HL-index: Fast Reachability Query in Hypergraphs
Peiting Xie, Xiangjun Zai, Yanping Wu, Xiaoyang Wang, Wenjie Zhang, Lu Qin

TL;DR
This paper introduces the HL-index, a novel indexing method for fast max-reachability queries in hypergraphs, enabling efficient analysis of complex group interactions in various real-world applications.
Contribution
The paper presents the HL-index, a new compact index for max-reachability in hypergraphs, along with a fast construction method using relationship detection and neighbor-indexing.
Findings
HL-index significantly improves query efficiency.
The approach scales well to large datasets.

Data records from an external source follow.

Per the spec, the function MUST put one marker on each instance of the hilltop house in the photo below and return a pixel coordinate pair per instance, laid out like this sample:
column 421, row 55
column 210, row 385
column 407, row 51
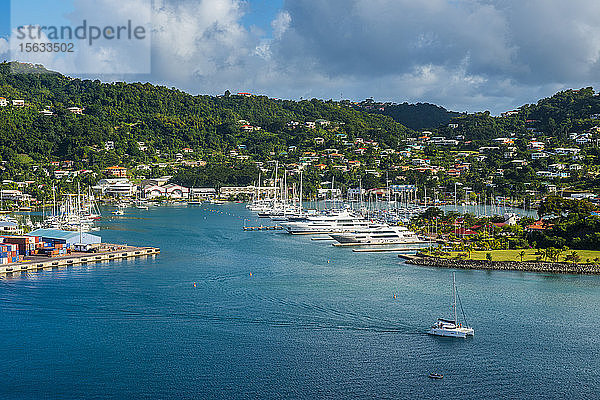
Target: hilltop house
column 75, row 110
column 117, row 172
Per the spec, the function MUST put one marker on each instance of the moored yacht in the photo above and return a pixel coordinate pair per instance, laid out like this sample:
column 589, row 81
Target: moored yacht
column 451, row 328
column 343, row 221
column 377, row 234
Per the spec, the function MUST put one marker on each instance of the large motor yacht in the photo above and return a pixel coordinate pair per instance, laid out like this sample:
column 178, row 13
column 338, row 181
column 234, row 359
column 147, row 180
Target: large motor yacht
column 377, row 234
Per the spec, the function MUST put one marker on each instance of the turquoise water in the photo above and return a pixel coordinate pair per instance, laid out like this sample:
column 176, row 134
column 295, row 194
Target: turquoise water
column 275, row 316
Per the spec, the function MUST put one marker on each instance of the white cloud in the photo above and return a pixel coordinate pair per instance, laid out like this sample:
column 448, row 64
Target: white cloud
column 462, row 54
column 281, row 23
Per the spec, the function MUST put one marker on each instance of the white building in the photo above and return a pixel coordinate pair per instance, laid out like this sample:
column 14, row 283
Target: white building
column 115, row 187
column 170, row 190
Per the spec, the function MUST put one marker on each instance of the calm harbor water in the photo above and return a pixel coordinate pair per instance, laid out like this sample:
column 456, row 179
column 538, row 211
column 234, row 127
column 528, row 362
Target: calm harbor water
column 274, row 316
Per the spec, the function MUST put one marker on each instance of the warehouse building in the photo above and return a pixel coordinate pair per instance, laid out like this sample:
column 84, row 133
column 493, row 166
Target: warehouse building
column 66, row 237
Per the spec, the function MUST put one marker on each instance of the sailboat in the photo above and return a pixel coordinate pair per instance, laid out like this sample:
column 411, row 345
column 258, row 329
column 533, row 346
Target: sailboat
column 452, row 328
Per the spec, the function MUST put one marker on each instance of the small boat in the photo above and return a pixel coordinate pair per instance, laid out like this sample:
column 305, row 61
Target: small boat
column 451, row 328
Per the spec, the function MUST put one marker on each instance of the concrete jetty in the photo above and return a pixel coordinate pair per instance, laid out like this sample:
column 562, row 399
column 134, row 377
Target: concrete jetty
column 526, row 266
column 111, row 253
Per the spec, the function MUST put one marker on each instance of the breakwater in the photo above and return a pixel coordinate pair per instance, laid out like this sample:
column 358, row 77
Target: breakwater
column 526, row 266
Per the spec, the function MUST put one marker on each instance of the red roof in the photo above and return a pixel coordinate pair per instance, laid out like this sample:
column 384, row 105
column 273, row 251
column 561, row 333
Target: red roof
column 462, row 232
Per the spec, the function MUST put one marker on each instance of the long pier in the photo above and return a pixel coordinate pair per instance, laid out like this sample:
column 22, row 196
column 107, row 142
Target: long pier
column 42, row 263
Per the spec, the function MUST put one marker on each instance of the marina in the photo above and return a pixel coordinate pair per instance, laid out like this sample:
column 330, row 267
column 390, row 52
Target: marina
column 112, row 253
column 294, row 304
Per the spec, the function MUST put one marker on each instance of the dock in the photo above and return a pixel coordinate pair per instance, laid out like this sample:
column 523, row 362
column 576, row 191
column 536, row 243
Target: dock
column 115, row 252
column 374, row 244
column 381, row 250
column 264, row 228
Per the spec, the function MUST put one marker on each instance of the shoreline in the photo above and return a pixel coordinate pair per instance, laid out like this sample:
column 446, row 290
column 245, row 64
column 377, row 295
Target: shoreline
column 525, row 266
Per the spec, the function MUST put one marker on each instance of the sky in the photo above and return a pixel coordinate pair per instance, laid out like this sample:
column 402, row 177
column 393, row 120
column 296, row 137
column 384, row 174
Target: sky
column 465, row 55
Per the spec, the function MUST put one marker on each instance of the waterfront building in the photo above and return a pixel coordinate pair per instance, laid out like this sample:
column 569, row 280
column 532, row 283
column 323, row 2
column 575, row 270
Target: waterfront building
column 65, row 237
column 115, row 187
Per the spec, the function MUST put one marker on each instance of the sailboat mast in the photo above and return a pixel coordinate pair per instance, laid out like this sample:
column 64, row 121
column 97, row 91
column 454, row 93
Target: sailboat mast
column 454, row 296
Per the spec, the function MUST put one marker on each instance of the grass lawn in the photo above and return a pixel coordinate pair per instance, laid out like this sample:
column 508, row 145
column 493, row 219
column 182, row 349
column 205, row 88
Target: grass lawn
column 513, row 255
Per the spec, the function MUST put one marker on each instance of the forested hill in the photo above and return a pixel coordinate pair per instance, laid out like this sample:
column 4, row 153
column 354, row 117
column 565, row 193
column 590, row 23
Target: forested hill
column 419, row 116
column 553, row 117
column 165, row 119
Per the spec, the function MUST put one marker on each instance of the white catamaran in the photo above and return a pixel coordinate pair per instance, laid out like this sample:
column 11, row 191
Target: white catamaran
column 451, row 328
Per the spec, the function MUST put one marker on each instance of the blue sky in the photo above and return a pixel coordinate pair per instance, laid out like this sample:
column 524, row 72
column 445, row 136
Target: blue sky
column 466, row 55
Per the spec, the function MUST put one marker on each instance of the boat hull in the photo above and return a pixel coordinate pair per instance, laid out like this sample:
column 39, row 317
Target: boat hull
column 457, row 332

Experimental results validate the method's effectiveness.
Abstract
Reachability in hypergraphs is essential for modeling complex groupwise interactions in real-world applications such as co-authorship, social network, and biological analysis, where relationships go beyond pairwise interactions. In this paper, we introduce the notion of s-reachability, where two vertices are s-reachable if there exists a sequence of hyperedges (i.e., a walk) connecting them, such that each pair of consecutive hyperedges shares at least s vertices. Moreover, we define the max-reachability query as a generalized form of the s-reachability problem, which aims to find the largest value of s that allows one vertex to reach another. To answer max-reachability queries in hypergraphs, we first analyze limitations of the existing vertex-to-vertex and hyperedge-to-hyperedge indexing techniques. We then introduce the HL-index, a compact vertex-to-hyperedge index tailored for the…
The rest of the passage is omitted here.